Throughout his ordeal, one thing kept his mind occupied – while he thought he was waiting to die, Benito spent the time reflecting on his life, and made a solemn promise to God: If he made it out alive, he would change his life. His first step, he said, would be to forgive all old scores. He thought of his mother and he felt sorry for the pain he was causing her. He didn’t want to leave this life before accomplishing something good, and twenty-three years just hadn’t been enough to get on the ball.
After dawn on the fifth day, on Saturday, his prayers were answered. Benito heard the sound of a hammer being tapped, so he reached for a rock and used it to tap back three times. For the next several hours he heard people frantically working around him; the sound of jackhammers and circular saws broke the maddening silence, and around 4:00 pm Benito was free. The face of a young firefighter appeared smiling through the rubble and told him in broken French that he was going to be okay. Benito’s survival baffled physicians, as the maximum time estimated for someone severely injured and bleeding profusely is three days, but Benito didn’t seem too surprised, as he never completely lost hope. His faith had kept him alive.

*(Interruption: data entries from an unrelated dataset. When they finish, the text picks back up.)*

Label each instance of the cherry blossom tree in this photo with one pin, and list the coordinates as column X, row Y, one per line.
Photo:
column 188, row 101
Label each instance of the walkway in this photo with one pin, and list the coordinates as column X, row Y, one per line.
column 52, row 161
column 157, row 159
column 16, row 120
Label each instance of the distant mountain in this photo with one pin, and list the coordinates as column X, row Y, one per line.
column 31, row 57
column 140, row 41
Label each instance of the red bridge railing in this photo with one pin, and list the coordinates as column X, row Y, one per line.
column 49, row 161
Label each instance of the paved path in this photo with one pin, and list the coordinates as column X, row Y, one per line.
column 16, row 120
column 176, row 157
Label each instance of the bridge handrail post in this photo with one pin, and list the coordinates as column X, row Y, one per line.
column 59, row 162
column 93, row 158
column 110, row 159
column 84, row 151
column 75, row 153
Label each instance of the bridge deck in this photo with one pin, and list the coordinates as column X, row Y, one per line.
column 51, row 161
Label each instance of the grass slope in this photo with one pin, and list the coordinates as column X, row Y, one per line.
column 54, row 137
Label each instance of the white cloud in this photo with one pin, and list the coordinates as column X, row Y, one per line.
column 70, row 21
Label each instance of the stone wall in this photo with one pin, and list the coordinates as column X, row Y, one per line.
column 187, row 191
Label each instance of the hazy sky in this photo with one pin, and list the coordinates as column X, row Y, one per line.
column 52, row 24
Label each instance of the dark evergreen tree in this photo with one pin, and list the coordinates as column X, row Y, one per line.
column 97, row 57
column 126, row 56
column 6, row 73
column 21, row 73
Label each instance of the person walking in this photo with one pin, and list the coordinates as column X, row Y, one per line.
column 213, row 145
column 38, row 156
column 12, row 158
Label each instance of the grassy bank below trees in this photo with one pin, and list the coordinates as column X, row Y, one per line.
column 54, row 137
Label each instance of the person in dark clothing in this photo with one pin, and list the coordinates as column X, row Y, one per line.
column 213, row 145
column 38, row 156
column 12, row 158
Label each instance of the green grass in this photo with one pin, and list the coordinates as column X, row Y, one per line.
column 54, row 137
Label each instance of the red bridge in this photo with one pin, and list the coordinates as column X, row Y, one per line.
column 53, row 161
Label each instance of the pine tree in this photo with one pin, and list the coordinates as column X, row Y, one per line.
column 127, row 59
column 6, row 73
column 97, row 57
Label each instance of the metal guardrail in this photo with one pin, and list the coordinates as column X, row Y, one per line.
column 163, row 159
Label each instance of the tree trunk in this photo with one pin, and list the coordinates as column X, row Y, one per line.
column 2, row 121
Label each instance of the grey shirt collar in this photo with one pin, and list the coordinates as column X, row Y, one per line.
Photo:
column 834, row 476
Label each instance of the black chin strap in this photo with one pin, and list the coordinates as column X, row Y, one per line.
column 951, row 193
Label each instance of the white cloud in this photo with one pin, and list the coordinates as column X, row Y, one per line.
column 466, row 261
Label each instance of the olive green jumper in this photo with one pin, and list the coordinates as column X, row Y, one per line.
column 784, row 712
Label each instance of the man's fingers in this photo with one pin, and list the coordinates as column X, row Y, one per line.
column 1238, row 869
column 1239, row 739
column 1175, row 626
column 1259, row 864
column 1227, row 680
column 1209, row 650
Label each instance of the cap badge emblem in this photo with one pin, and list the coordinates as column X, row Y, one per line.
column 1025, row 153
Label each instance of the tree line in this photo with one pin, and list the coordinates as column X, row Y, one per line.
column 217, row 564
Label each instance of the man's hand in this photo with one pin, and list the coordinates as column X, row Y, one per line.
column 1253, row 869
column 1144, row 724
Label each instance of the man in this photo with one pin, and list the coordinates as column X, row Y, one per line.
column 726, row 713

Someone once told me that life is but a contract we sign before being born. The “contract” is stipulated upon estimation of the time necessary to learn the lessons we came to assimilate, but in Benito’s case, thankfully, it came with a clause. During his twenty-three years of life, he had probably never thought about all the things he needed to accomplish; most of us never do. We wake up in the morning and go about our day mechanically, often making the wrong choices, always thinking that we have plenty of time left to “fix things up”, when in reality, each day could be our last.
We live with anxiety, we hold grudges and focus on things that aren’t important, while we could instead use the time to let go of unneeded baggage, to forgive and forget, and to learn how to live a meaningful life. We invest most of our energy toward amassing wealth of the wrong kind, even if when the time to go finally comes we can’t take any of those things with us. As an old Italian proverb reminds us, at the end of the game the king and the pawn go back into the same box.
Life is too short to live or die with regrets. We can’t go back in time to change the past, but we do have the power to change today.